Dana eut l’air surpris.
— Non, j’ai précisé qu’Il n’avait plus de contrôle sur les maudits. Simplement… de tragiques circonstances, différentes pour chacun. Une mort au combat, la maladie…
— Des malchances variées…, répétai-je.
Dana ne réagit pas. Elle finit par demander si elle pouvait prendre congé. Je la remerciai pour l’échange et lui proposai mon aide pour descendre la vaisselle de notre repas aux cuisines. Elle déclina et me fit promettre de ne pas réitérer ce genre de proposition ; à chacun son métier.
— Et quel est donc le mien ? ne pus-je m’empêcher de rétorquer.
— Survivre aux Épreuves, Luce, et souffler entre chacune d’elles en prenant tes marques en ce monde. Et c’est bien assez pour le moment, je pense.

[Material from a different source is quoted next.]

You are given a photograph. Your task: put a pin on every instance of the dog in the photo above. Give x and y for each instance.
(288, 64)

Ma gorge se broya sous l’émotion.
— Malgré cette sombre généalogie et cette météo déprimante, je ne pense pas être si mal tombée en atterrissant au Clan du Loup, confiai-je du bout des lèvres tandis qu’elle remplissait le charriot qui l’aiderait à tout transporter vers un passe-plat niché dans le couloir.
Dana m’offrit l’un de ses sourires qui réchauffaient ses yeux.
— Tu es une personne réfléchie, Luce. Et de cela, j’en suis ravie.